/comp110-worksheet-5

Base repository for COMP110 worksheet C

comp110-worksheet-5

Base repository for COMP110 worksheet 5 (a)
The algorithm takes an item from a list, compares it to all the other items and checks to see if they match, does this for all the items. If there's a item that matches another item, then returns true. If no items match, then exits the loop and returns false.

(b)
The worst case scenario is quadratic, because it would go through n items, n times therefore O(n2).

(c)
The algorithm is still correct, because both for loops are looping through the same list.

(d)
The algorithm will be faster because j is only looking through the loops of i, this eliminates redundant comparisions throughout the list by only comparing each element ot the ones which follow it.

(e)
The time complexity of the algorithm isn't quadratic, because it would be O(n) and not O(n2).

(f)
Python uses Timsort, which was named after Tim Peters, the Python developer who invented it. The Wikipedia page has complexity information:

Worst case performance O(nlogn)
Best case performance O(n)
Average case performance O(nlogn)
Worst case space complexity O(n)

Python Software Foundation. Python Language Reference, version 2.7. Available at https://hg.python.org/cpython/file/default/Objects/listobject.c

(g)
Worst case performance O(nlogn)
Best case performance O(n)
Average case performance O(nlogn)
Worst case space complexity O(n)

(h) The algorithm which sorts teh list will be faster if the list is larger, because it's only going to look through a part of the list, if it doesn't find a match it's going to look at another list of the same size, halfing it in the process and looking for a match there and repeat until it returns true or false. This is faster, because if the size of list is doubled, it only needs to half it an extra time, while the other algorithm looks at the whole size of the list for every item in the list.
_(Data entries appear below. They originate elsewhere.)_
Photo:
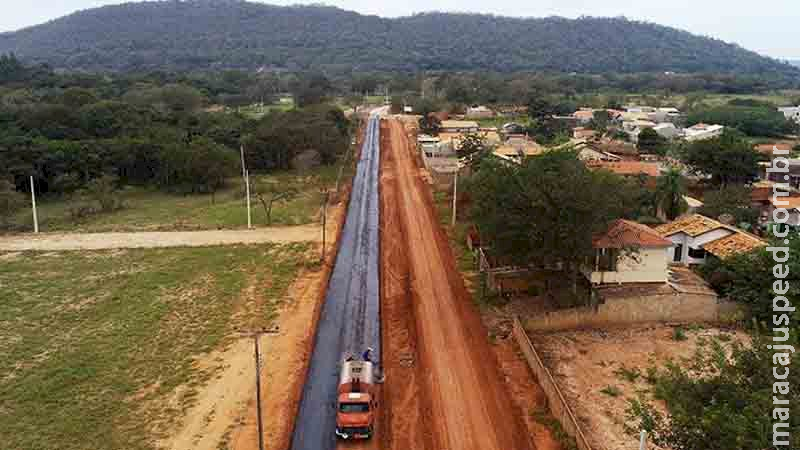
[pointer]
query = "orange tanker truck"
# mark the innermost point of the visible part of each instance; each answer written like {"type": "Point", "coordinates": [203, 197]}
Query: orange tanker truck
{"type": "Point", "coordinates": [356, 405]}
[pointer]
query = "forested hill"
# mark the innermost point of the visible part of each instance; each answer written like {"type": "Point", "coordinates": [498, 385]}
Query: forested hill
{"type": "Point", "coordinates": [207, 34]}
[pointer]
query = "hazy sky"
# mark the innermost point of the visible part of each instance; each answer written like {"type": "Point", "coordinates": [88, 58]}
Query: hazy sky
{"type": "Point", "coordinates": [771, 27]}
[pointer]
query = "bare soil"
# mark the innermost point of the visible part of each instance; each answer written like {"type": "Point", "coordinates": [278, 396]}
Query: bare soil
{"type": "Point", "coordinates": [465, 402]}
{"type": "Point", "coordinates": [101, 241]}
{"type": "Point", "coordinates": [224, 415]}
{"type": "Point", "coordinates": [586, 362]}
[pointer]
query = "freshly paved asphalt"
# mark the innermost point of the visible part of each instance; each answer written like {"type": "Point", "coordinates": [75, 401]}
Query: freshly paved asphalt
{"type": "Point", "coordinates": [350, 319]}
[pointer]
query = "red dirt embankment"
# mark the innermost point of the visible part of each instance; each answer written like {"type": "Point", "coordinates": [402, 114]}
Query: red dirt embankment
{"type": "Point", "coordinates": [462, 398]}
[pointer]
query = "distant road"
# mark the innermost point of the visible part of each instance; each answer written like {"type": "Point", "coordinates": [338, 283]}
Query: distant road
{"type": "Point", "coordinates": [158, 239]}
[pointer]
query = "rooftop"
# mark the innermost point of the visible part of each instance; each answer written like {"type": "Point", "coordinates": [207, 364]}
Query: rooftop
{"type": "Point", "coordinates": [627, 167]}
{"type": "Point", "coordinates": [734, 244]}
{"type": "Point", "coordinates": [625, 233]}
{"type": "Point", "coordinates": [693, 225]}
{"type": "Point", "coordinates": [459, 124]}
{"type": "Point", "coordinates": [770, 148]}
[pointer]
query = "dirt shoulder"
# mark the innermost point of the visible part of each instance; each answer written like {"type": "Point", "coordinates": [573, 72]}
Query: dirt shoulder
{"type": "Point", "coordinates": [102, 241]}
{"type": "Point", "coordinates": [467, 402]}
{"type": "Point", "coordinates": [600, 370]}
{"type": "Point", "coordinates": [224, 415]}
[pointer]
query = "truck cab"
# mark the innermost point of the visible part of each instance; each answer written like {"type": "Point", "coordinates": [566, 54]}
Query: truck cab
{"type": "Point", "coordinates": [356, 405]}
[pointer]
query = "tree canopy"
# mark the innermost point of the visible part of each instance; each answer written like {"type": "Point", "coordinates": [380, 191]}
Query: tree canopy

(i) The programmer would always choose "faster" algorithm over the "slower" one in practice. If the list size is extremely small (3 items), then the "slower" algorithm would perform faster than the "faster" algorithm, this might be a reason to go with the less optimal approach for larger size lists. It is also harder to implement the "faster" algorithm, so the "slower" one might be used as a place holder.